Among them was Jeff, an older guy with leather skin, longish gray Willie Nelson hair, blue eyes, and a vaguely bigoted vibe. (He said he didn't think being gay was "natural;" I told him I believed my gay friends were probably -- to quote Lady Gaga before her time -- born that way; we agreed to disagree.) He was flirtatious with me and suspicious of everyone else, but he was friends with Roan, a younger guy who looked like Keanu Reeves playing the part of a homeless person, who seemed normal until the schizophrenia kicked in and then you realized he wasn’t a poseur. There was Chris Carroll, another older fellow who told me a joke – he said his middle name was “Must,” as in “Chris Must Carroll”/Christmas carol, and then I swear to god he pulled out a harmonica and played what I guess was supposed to be a Christmas carol.
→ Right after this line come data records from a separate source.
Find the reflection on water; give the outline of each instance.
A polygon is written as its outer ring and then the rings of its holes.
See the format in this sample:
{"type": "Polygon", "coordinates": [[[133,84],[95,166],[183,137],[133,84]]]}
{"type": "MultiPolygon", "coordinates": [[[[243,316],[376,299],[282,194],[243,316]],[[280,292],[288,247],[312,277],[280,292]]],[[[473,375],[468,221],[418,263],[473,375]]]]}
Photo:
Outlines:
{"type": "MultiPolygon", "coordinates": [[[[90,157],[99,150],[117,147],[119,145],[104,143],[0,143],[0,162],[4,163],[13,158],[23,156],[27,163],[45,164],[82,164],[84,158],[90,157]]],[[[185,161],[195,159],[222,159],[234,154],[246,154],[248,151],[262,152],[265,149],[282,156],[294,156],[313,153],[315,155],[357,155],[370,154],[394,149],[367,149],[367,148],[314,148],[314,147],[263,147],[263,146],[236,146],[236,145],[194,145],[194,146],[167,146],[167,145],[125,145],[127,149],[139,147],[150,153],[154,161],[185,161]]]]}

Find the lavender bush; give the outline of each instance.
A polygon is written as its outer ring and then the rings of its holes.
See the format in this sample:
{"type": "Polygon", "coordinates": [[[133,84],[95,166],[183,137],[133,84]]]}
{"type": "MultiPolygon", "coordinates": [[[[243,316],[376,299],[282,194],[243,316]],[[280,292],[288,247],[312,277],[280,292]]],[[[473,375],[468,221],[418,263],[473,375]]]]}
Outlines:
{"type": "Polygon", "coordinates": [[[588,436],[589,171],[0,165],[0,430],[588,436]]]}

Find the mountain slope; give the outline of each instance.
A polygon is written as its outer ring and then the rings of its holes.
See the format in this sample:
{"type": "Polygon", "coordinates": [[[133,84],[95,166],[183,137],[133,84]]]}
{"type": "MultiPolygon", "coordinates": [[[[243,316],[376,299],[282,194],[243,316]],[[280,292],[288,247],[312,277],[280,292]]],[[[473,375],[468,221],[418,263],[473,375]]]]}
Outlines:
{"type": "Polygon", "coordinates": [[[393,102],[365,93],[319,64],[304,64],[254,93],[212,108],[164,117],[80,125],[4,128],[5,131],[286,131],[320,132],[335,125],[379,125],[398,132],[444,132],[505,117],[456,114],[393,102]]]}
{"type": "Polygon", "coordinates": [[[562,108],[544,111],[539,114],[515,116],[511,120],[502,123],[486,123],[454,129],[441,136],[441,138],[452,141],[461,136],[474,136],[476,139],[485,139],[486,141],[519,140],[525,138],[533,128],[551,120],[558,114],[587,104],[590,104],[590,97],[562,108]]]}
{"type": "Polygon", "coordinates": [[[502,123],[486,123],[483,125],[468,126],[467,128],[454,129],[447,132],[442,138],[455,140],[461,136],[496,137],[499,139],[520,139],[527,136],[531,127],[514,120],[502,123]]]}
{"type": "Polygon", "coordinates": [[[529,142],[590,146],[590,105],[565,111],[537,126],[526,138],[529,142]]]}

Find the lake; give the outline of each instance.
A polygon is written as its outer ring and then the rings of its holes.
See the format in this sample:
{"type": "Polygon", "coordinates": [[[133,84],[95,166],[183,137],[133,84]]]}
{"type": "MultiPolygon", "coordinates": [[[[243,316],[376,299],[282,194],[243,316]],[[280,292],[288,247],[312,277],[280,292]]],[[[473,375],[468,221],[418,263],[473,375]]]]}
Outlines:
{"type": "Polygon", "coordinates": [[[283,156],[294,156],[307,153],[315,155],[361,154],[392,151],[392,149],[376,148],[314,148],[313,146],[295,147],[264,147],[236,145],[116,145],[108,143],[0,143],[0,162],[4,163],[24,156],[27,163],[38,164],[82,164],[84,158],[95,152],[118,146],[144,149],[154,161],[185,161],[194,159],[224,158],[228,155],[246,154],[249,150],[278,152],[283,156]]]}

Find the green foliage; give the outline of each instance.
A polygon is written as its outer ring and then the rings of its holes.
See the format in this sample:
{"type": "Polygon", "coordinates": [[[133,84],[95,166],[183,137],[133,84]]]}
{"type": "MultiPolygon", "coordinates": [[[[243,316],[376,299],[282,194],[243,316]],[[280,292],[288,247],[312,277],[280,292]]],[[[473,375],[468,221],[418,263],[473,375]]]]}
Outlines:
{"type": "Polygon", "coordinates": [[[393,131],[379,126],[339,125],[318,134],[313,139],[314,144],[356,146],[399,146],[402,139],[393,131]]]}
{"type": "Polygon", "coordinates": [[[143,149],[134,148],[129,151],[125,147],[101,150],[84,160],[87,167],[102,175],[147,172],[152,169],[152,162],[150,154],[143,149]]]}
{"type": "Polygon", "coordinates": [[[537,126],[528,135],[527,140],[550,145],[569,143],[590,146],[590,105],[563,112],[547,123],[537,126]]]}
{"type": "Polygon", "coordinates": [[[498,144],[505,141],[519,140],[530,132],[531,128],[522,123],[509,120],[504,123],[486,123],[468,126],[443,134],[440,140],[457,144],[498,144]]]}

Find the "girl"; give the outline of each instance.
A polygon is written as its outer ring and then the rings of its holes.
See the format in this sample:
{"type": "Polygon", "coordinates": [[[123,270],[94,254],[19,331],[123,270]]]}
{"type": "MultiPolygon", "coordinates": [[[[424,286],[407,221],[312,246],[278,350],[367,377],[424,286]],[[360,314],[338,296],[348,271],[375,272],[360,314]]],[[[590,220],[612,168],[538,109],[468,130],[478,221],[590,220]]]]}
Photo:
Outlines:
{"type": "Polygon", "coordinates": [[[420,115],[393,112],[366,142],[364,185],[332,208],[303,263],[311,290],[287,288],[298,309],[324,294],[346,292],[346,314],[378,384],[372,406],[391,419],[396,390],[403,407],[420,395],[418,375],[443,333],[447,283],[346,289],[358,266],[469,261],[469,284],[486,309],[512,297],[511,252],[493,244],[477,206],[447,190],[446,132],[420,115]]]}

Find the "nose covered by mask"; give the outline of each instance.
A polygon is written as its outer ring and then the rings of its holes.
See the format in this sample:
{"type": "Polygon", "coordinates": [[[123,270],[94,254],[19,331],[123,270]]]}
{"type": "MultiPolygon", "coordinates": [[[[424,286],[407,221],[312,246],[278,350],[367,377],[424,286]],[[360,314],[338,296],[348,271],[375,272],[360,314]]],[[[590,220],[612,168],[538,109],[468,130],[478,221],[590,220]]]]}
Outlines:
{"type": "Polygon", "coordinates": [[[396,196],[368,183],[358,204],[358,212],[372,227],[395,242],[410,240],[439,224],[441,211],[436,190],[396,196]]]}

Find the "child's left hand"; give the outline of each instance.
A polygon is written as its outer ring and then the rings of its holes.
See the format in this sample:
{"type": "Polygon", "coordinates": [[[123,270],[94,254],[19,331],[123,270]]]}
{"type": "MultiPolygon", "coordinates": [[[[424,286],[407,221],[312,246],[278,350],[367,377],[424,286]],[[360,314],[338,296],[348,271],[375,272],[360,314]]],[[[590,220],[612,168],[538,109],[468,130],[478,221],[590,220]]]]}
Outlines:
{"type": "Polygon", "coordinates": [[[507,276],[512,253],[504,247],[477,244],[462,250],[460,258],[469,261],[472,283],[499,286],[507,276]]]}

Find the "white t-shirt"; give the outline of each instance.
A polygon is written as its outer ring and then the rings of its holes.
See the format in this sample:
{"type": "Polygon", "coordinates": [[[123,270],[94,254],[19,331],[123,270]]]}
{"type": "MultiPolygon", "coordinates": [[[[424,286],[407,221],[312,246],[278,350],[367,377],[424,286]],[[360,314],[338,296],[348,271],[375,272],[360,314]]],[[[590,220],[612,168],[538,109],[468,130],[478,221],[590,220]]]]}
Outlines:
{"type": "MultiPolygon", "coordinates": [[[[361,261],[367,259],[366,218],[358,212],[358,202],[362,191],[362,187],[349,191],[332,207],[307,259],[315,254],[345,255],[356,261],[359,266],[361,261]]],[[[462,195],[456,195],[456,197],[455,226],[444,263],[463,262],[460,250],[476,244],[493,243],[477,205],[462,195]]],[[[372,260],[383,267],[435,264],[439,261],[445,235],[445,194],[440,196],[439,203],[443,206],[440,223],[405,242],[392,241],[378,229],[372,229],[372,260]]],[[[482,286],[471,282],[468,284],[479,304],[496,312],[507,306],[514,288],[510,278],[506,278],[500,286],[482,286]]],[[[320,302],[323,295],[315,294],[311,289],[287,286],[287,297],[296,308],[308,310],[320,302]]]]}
When I moved to San Diego and lived here briefly, six years ago after getting laid off back East and figuring what the heck and starting a new life in California, I didn’t have a job for a while, so I just walked around downtown. I felt a kinship with these guys and would often linger by the church talking to them, for 20, 30 minutes some days. (I once hung out with Roan for the better part of an hour or two, as I walked by the bay and he followed along like a chatty puppy, straddle-walking a bike, talking in a mixture of alternative-rock song lyrics and conspiracy theory and inviting me to “a nude beach.”)

I knew their stories, and except for when they called me “Cathy,” they knew and remembered mine. I had walked by on my 30th birthday soon after I arrived in town all those years ago – and a few of them tried to pool together some cash so I could buy myself a cake. (I didn’t let them give me any money.)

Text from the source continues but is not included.